A cette époque, les Serbes sont bien loin du Kosovo : après être descendus tout au long de la côte dalmate, poussés par les Croates qui, eux, s'y installèrent, ils créent leur première formation étatique entre la Morava et l'actuel Monténégro, et c'est seulement après 1217, date à laquelle le prince Stefan prend le titre royal et reçoit sa couronne du pape, que la Serbie se dilate progressivement pour englober le Kosovo. La faiblesse des sources au XIIIème et au début du XIVème siècle ne permet pas de percevoir les populations conquises, mais elles sont très certainement albanaises, comme le prouvent les textes serbes eux-mêmes, à l'époque du tsar Dusan.

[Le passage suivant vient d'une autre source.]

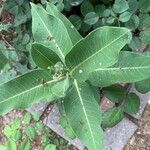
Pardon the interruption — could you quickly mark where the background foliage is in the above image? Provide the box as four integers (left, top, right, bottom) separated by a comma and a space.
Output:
0, 0, 150, 150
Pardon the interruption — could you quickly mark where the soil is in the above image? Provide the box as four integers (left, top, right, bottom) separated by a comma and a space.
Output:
0, 110, 77, 150
124, 105, 150, 150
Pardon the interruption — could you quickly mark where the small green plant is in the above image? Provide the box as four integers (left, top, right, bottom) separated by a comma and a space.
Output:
0, 112, 67, 150
0, 1, 150, 150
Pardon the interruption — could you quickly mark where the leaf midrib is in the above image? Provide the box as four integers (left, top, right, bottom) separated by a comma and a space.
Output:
94, 66, 150, 72
70, 31, 129, 74
35, 5, 65, 59
74, 80, 96, 149
33, 45, 54, 64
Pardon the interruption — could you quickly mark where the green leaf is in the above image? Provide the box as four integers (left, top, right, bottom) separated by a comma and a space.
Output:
119, 11, 132, 22
69, 15, 82, 30
3, 125, 13, 138
135, 79, 150, 94
84, 12, 99, 25
138, 13, 150, 30
46, 3, 82, 45
35, 122, 44, 132
21, 140, 31, 150
31, 43, 60, 69
95, 4, 106, 17
59, 115, 76, 139
103, 85, 126, 103
0, 70, 69, 114
64, 80, 103, 150
11, 119, 21, 130
0, 144, 7, 150
128, 37, 142, 51
44, 144, 56, 150
139, 0, 150, 13
66, 27, 131, 82
7, 140, 17, 150
31, 3, 73, 61
103, 9, 111, 17
140, 29, 150, 45
113, 0, 129, 13
12, 130, 22, 142
102, 107, 124, 128
123, 93, 140, 114
128, 0, 139, 14
22, 33, 30, 45
80, 0, 94, 16
0, 51, 8, 70
25, 126, 37, 140
22, 112, 32, 124
89, 51, 150, 87
32, 112, 41, 121
106, 16, 115, 24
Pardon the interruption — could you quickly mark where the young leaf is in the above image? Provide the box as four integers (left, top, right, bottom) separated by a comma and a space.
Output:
113, 0, 129, 13
69, 15, 82, 30
11, 119, 21, 130
119, 11, 132, 22
66, 27, 131, 82
32, 112, 41, 121
31, 43, 61, 69
46, 3, 82, 45
31, 3, 73, 61
89, 51, 150, 87
84, 12, 99, 25
80, 0, 94, 16
44, 144, 56, 150
139, 0, 150, 13
35, 122, 44, 132
138, 13, 150, 30
0, 51, 8, 70
12, 130, 22, 142
7, 140, 17, 150
103, 85, 126, 103
64, 80, 103, 150
123, 93, 140, 114
21, 140, 31, 150
23, 112, 32, 124
125, 15, 140, 30
25, 126, 37, 140
0, 70, 69, 114
102, 107, 124, 128
0, 144, 7, 150
3, 125, 13, 138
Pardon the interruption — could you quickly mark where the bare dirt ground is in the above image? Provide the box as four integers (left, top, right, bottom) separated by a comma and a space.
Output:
124, 105, 150, 150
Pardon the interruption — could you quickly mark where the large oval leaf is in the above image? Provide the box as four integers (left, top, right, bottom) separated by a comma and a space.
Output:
89, 51, 150, 87
0, 70, 69, 114
31, 3, 72, 61
64, 80, 103, 150
123, 93, 140, 114
46, 2, 82, 45
102, 107, 124, 128
66, 27, 131, 82
0, 51, 8, 69
31, 43, 61, 69
135, 78, 150, 94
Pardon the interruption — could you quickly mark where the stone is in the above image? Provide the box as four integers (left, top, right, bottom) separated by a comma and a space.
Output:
104, 118, 137, 150
44, 105, 84, 150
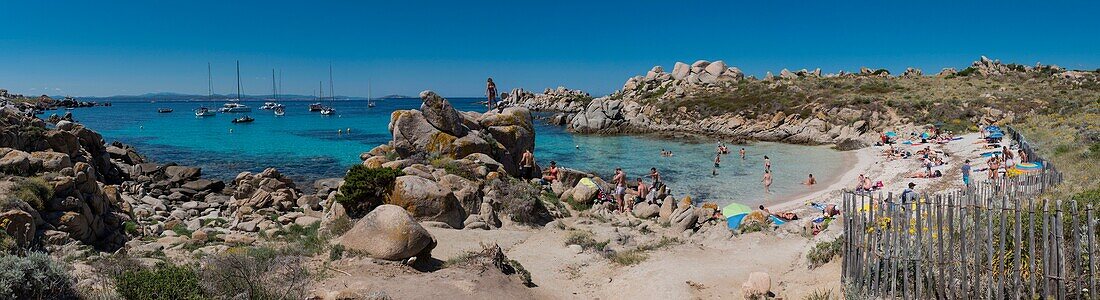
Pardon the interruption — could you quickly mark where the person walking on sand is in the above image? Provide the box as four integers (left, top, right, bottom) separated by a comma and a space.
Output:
612, 168, 628, 213
485, 77, 496, 110
542, 160, 560, 184
638, 177, 649, 201
519, 149, 535, 179
963, 159, 970, 187
802, 174, 817, 187
760, 170, 771, 193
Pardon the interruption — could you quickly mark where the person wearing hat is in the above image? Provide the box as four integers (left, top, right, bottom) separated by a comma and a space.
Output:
901, 182, 916, 203
963, 159, 970, 187
542, 160, 559, 182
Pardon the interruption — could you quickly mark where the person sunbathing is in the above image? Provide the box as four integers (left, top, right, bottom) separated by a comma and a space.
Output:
909, 170, 944, 178
759, 205, 799, 222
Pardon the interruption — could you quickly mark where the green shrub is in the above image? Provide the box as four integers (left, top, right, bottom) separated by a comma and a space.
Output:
802, 289, 836, 300
329, 244, 344, 262
490, 177, 553, 225
200, 253, 315, 299
607, 249, 649, 266
11, 177, 54, 211
337, 165, 402, 218
114, 264, 205, 300
806, 237, 844, 268
0, 252, 76, 299
328, 215, 355, 236
565, 231, 611, 251
955, 67, 978, 77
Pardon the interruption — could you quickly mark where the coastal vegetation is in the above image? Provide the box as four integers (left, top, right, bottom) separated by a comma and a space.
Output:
0, 252, 76, 299
336, 165, 402, 218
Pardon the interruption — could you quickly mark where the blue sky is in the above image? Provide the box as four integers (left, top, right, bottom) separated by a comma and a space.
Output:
0, 0, 1100, 97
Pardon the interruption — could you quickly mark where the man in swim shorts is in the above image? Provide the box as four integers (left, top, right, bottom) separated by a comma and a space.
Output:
612, 168, 629, 213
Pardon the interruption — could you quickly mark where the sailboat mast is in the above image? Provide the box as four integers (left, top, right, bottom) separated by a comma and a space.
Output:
329, 63, 337, 101
237, 60, 241, 101
207, 62, 213, 101
272, 69, 278, 101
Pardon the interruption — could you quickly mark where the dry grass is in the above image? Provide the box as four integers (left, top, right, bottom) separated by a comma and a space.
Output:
1019, 108, 1100, 201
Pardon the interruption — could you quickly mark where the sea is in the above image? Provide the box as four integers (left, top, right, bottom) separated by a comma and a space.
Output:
47, 98, 848, 205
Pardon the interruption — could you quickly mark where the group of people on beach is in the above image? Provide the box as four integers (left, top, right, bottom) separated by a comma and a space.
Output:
611, 168, 663, 213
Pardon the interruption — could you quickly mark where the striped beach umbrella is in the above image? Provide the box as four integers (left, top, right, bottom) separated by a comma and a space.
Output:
722, 203, 752, 230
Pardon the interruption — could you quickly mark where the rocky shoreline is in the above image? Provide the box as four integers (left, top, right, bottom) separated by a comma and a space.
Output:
505, 56, 1100, 149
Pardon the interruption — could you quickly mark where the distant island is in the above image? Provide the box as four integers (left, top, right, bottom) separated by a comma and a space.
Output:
378, 95, 419, 99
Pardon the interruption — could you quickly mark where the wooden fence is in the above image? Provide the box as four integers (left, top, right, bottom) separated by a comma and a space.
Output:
842, 127, 1078, 299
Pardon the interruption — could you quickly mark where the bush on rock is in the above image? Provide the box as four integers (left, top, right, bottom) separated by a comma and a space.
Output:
337, 165, 404, 218
0, 252, 76, 299
114, 264, 204, 299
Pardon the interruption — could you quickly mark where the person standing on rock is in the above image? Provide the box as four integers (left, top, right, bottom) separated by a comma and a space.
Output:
519, 149, 535, 179
612, 168, 627, 213
485, 77, 496, 110
760, 170, 771, 195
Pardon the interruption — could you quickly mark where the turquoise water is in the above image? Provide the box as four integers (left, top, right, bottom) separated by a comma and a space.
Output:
46, 99, 844, 204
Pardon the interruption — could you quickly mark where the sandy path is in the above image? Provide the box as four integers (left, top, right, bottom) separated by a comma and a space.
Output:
325, 134, 985, 299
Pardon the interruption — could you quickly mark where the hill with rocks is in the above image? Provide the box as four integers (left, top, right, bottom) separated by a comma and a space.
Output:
512, 56, 1100, 148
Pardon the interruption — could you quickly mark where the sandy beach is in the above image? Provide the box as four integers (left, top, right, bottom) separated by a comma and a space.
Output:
314, 134, 983, 299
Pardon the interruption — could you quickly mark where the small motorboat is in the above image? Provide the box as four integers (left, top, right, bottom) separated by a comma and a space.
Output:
195, 108, 218, 116
233, 115, 256, 124
221, 102, 252, 112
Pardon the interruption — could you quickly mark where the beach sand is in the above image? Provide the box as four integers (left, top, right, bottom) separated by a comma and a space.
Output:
316, 134, 983, 299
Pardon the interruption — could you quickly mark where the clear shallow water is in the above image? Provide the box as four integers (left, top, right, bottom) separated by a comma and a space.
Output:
45, 99, 845, 204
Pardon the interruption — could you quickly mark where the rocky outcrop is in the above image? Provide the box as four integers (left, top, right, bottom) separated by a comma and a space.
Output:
391, 91, 535, 176
501, 87, 592, 112
338, 204, 436, 260
386, 175, 466, 229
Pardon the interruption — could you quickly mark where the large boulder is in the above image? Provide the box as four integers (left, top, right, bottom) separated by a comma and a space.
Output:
420, 90, 469, 136
672, 62, 691, 79
339, 204, 435, 260
386, 175, 466, 229
164, 166, 202, 182
0, 210, 35, 247
389, 110, 458, 157
741, 271, 771, 299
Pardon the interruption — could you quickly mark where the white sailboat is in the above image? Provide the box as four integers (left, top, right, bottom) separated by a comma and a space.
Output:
195, 63, 218, 118
222, 60, 255, 124
321, 64, 337, 115
366, 80, 374, 108
220, 62, 252, 112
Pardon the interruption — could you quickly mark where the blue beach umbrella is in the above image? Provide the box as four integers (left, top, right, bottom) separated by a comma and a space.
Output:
1016, 162, 1043, 171
722, 203, 752, 230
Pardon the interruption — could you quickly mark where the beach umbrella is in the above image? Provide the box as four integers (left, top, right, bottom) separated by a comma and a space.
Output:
722, 203, 752, 230
1016, 162, 1043, 173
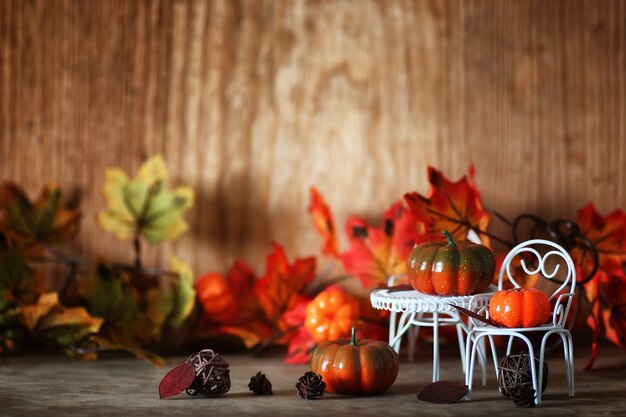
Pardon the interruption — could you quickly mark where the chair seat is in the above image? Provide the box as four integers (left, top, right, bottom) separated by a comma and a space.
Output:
465, 239, 576, 404
473, 323, 564, 335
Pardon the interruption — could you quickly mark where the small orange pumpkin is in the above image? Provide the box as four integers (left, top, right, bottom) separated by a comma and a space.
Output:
304, 287, 359, 342
489, 288, 550, 327
311, 328, 400, 395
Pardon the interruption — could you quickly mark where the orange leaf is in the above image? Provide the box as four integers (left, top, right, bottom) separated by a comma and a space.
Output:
254, 243, 315, 330
571, 203, 626, 280
285, 326, 317, 365
602, 277, 626, 349
340, 201, 425, 288
404, 166, 489, 245
196, 261, 271, 348
309, 187, 339, 258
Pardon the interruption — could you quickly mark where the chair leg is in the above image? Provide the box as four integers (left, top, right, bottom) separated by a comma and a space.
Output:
456, 324, 465, 372
506, 336, 513, 356
433, 311, 439, 382
465, 331, 484, 394
516, 335, 543, 405
485, 335, 500, 381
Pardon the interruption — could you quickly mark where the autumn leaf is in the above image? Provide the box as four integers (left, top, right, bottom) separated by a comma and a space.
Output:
98, 156, 194, 245
571, 203, 626, 280
309, 187, 339, 258
404, 166, 489, 246
0, 182, 80, 246
159, 362, 196, 399
19, 292, 103, 357
161, 256, 196, 329
79, 262, 161, 364
195, 261, 272, 349
285, 326, 317, 365
339, 201, 425, 288
0, 232, 43, 312
254, 244, 315, 330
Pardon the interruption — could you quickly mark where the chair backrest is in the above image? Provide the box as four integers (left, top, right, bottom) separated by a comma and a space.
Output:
498, 239, 576, 325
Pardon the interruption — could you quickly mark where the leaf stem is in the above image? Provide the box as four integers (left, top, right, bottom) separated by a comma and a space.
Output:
133, 228, 141, 269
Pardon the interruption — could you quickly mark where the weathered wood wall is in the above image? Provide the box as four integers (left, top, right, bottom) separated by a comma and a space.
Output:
0, 0, 626, 273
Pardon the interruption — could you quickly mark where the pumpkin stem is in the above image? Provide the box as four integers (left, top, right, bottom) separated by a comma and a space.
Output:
443, 230, 456, 247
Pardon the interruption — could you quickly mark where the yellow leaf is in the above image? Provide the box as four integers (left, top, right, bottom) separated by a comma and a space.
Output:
169, 256, 196, 328
98, 156, 194, 245
20, 292, 59, 331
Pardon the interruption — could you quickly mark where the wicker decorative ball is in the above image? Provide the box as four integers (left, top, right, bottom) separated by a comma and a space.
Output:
498, 352, 548, 399
187, 349, 230, 397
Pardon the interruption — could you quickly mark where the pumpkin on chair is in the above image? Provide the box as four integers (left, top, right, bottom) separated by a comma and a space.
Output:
489, 288, 550, 328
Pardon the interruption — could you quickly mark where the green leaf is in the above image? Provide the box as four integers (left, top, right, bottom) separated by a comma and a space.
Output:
0, 182, 80, 245
98, 156, 194, 245
79, 262, 162, 364
0, 232, 42, 311
165, 256, 196, 329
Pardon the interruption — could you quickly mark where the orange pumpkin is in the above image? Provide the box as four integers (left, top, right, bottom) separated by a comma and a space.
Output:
195, 273, 237, 322
311, 328, 400, 395
489, 288, 550, 327
407, 231, 495, 296
304, 287, 359, 342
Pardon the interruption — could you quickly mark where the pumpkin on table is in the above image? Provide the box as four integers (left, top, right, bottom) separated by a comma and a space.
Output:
489, 288, 550, 328
407, 231, 495, 296
311, 328, 400, 395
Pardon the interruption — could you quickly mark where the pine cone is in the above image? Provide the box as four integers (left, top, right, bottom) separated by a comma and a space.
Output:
296, 371, 326, 400
248, 371, 272, 395
511, 384, 536, 407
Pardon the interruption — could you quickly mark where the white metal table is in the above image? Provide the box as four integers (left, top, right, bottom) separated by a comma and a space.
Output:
370, 286, 495, 384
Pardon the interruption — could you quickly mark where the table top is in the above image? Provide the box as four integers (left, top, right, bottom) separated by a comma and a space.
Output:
370, 285, 497, 313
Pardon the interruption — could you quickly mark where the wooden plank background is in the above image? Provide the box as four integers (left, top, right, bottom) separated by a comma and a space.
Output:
0, 0, 626, 273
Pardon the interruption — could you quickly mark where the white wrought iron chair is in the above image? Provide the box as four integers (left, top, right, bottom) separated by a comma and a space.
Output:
465, 239, 576, 405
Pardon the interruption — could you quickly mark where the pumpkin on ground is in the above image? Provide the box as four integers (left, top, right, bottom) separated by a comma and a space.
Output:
304, 287, 359, 342
311, 328, 400, 395
489, 288, 550, 327
407, 231, 495, 296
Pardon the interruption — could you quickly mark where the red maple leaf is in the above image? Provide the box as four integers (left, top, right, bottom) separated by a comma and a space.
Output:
309, 187, 339, 258
196, 261, 271, 348
404, 166, 489, 245
254, 243, 315, 330
571, 203, 626, 369
571, 203, 626, 280
339, 201, 425, 288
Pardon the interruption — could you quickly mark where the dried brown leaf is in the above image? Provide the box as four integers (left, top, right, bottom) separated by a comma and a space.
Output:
159, 362, 196, 399
417, 381, 467, 404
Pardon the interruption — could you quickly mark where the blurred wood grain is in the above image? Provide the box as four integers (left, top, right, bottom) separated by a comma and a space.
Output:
0, 0, 626, 273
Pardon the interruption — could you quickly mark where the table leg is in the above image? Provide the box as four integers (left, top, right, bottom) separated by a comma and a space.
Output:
433, 311, 439, 382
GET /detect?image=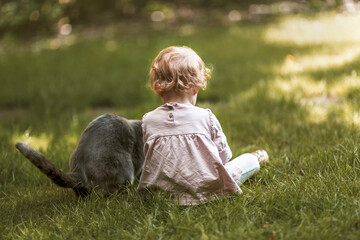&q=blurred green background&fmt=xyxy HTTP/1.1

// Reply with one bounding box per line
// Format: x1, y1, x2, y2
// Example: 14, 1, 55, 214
0, 0, 360, 239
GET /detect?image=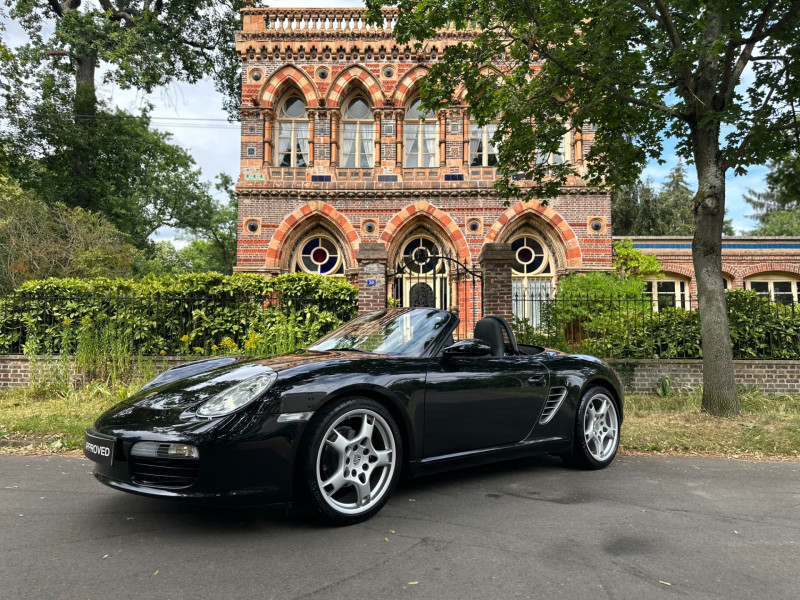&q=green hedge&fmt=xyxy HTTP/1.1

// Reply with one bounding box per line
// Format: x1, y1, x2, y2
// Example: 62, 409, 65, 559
514, 290, 800, 360
0, 273, 358, 355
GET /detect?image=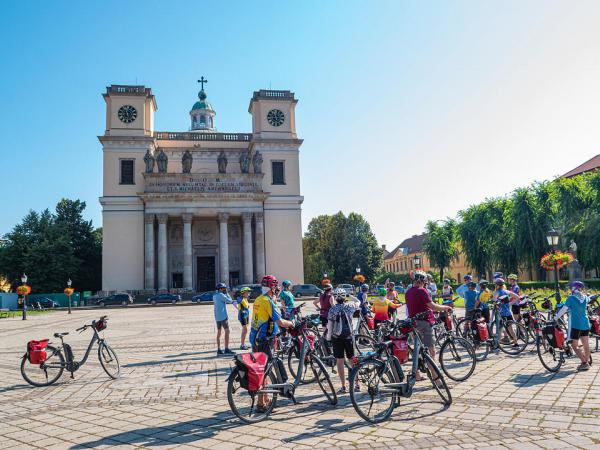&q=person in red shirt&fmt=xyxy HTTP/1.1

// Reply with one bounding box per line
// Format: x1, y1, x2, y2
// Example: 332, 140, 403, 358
405, 272, 452, 380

Parmi elles, on note certes des Albanais (et des Valaques) apparemment semi-nomades, et peut-être venus d'Albanie, d'où les chassent une forte seigneurialisation et les guerres byzantino-serbes, car le Code de Dusan, en 1349, s'efforce de limiter leur installation sur les terroirs ; mais il existe une population albanaise manifestement locale, puisque ce même tsar, l'année précédente, fait donation à un monastère de Prizren de neuf villages qu'il qualifie d'arbanas, c'est à dire d'albanais ; même s'ils sont alors majoritairement orthodoxes, ces Albanais sont souvent des chrétiens catholiques, car la région a été affectée depuis le XIIème siècle, depuis la zone côtière, d'une importante vague de missions romaines, à tel point que, en 1326, un propagandiste de la croisade anti-orthodoxe décrit "Latins et Albanais" de la région comme "opprimés par le joug insupportable et la très dure servitude du Seigneur des Slaves qui leur est odieux et abominable", à tel point que, si paraissait une armée française, dit-il, "tous, ensemble et individuellement, croiraient rendre leurs mains sacrées s'ils les plongeaient dans le sang des susdits Slaves"[5].
Laissons
à notre propagandiste la responsabilité de ses propos haineux contre
les Serbes : la réalité est, quand commence la conquête turque de ces
régions, que les Albanais, comme les Valaques et les Bulgares du reste,
sont aux côtés des Serbes, et en particulier à la bataille du Champ du
Merle, en 1389, malgré la version serbe qui voudrait que seuls les
Serbes y aient été vaincus : les sources grecques et turques
s'inscrivent en faux contre cette thèse. La Serbie, disloquée après la
défaite, laisse en tout cas alors émerger des unités territoriales
serbes, à côté d'autres, clairement albanaises, comme la principauté
des Kastrioti, dont le pouvoir s'étendait du Kosovo à la mer : en 1420,
le prince Jon, père de Skanderbeg, le héros national albanais,
accordait à la république de Raguse (Dubrovnik), un privilège
commercial valable sur tous les territoires qui séparent Prizren de
l'Adriatique[6].
Ces princes albanais, comme les princes slaves du reste, ne sont certes
pas les amis des Ottomans, et ils sont même, jusqu'à la mort du héros,
en 1468, le principal obstacle à leur progression vers l'ouest des
Balkans : l'historien grec Doukas explique du reste la victoire turque
par l'amoindrissement des Albanais.
Fait
remarquable, il n'y a nulle mention, à cette époque, d'une animosité
entre Serbes et Albanais : inversant le mouvement, des seigneurs
albanais dominent désormais des pays en partie slaves, comme les Serbes
dominaient auparavant des populations à composante albanaise : Jon
Kastrioti nous a laissé des débris de sa chancellerie, dont le slavon
était la langue usuelle. Au reste, l'étude, en cours, des registres
cadastraux ottomans, les defterler, dont le premier
connu est celui d'Albanie, rédigé en 1431, montre à quel point les
populations albanaises et slaves étaient déjà imbriquées l'une dans
l'autre : tout comme le cadastre de Vilkili (Kosovo central), établi en
1455 et étudié par l'historien bosniaque A. Hanzic, celui de Shkodra,
daté de 1485 et qui englobe toute la zone kosovar de Pec, prouve que,
suivant les cantons, Serbes et Albanais sont tantôt minoritaires,
tantôt majoritaires, et dans les mêmes villages[7].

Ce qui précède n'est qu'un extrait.